In recent years, these same government departments asked services contractors to bring a new kind of capability to crucial missions: high-tech services.  While the DoD commonly used large manufacturing contractors to produce high-tech vehicles and weapons throughout history, the DoD has increasingly demanded technology to be delivered as a service, in functions such as cybersecurity and systems integration.  The missions have remained as serious as before, however.

Supporting serious US Government missions like these new high-tech services contracts fit well with PAE’s business model and mission statement: “providing enduring support for the essential missions of the U.S. government, its allied partners and international organizations.”  PAE has delivered on its mission though a customer-centric operating model.  It has worked to understand a customer’s needs, and then executed reliably and at an excellent level.  PAE then used this performance to cultivate long-term relationships with its government customers.  At the same time, PAE expanded its capabilities, so that when customers had additional needs, they turned to PAE (5).

Since expanding into high-tech services fit with PAE’s business and operating models, the company needed to decide whether to seek to grow this business organically, or whether to look to acquire a business in the space.  One feature of the services contracting industry helped make this decision: government agencies awarded contracts based on contractors’ past-performance in a given contract area.  If PAE couldn’t plausibly argue that its experience qualified it for high-tech services, then PAE wouldn’t be able to win any contracts or grow its business.  PAE therefore decided to look to acquire a business with the past performance needed to establish it in the high-tech services space.ats

It found not one, but two businesses to acquire.  One was A-T Solutions, a high-tech national security company with experience in biometric-enabled intelligence, counter-IED (improvised explosive device, and counterterrorism more broadly (6).  The other was GS&S, a carve-out acquired from a distressed parent prior to its bankruptcy.  Among other capabilities, GS&S performed digital litigation support services for the Department of Justice (7).  PAE decided to combine these two acquisitions into a new National Security Solutions segment (“NSS”), under the leadership of a new hire – Kenneth Myers, the outgoing director of DTRA (Defense Threat Reduction Agency) (8).  While biometrics has little to do with litigation support, PAE and Myers presumably determined that these two high-tech services businesses had more in common with each other than with PAE’s legacy business.  Additionally, a separate NSS segment may better position the business for future growth.

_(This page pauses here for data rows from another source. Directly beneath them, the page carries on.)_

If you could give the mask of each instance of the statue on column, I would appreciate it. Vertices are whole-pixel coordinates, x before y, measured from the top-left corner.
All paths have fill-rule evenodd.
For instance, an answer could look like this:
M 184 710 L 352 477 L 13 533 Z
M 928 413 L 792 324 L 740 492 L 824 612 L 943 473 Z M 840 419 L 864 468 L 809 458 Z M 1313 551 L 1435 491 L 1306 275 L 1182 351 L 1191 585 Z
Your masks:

When PAE entered the high-tech services space, it decided to do so through acquisition.  Now that it has entered, what is next?  PAE has stated that it is looking to expand the next NSS segment.  Should it once again pursue additional acquisitions?  Or is there another way?

The decision may once again already made for PAE, though with the opposite implication.  PAE’s new private equity owner, Platinum Equity, recently executed a dividend recapitalization, leaving PAE with $710 million in debt – significantly more debt than the business has ever serviced (9).  The resulting high leverage may make it difficult for PAE to finance additional acquisitions, at least in the near-term.  This may not be a bad thing, however.  Historically, high-tech cybersecurity firms have tended to sell for high valuations (10).  Thus, additional acquisitions could be a very expensive way to grow, when a cheaper option exists: grow organically.  Indeed, presumably that is the mandate of the new NSS President, Kenneth Myers.  By leveraging the past performance of the two acquisitions, as well as Meyers’ knowledge of the inner workings of government agencies, PAE can continue to expand its high-tech services offering in years to come.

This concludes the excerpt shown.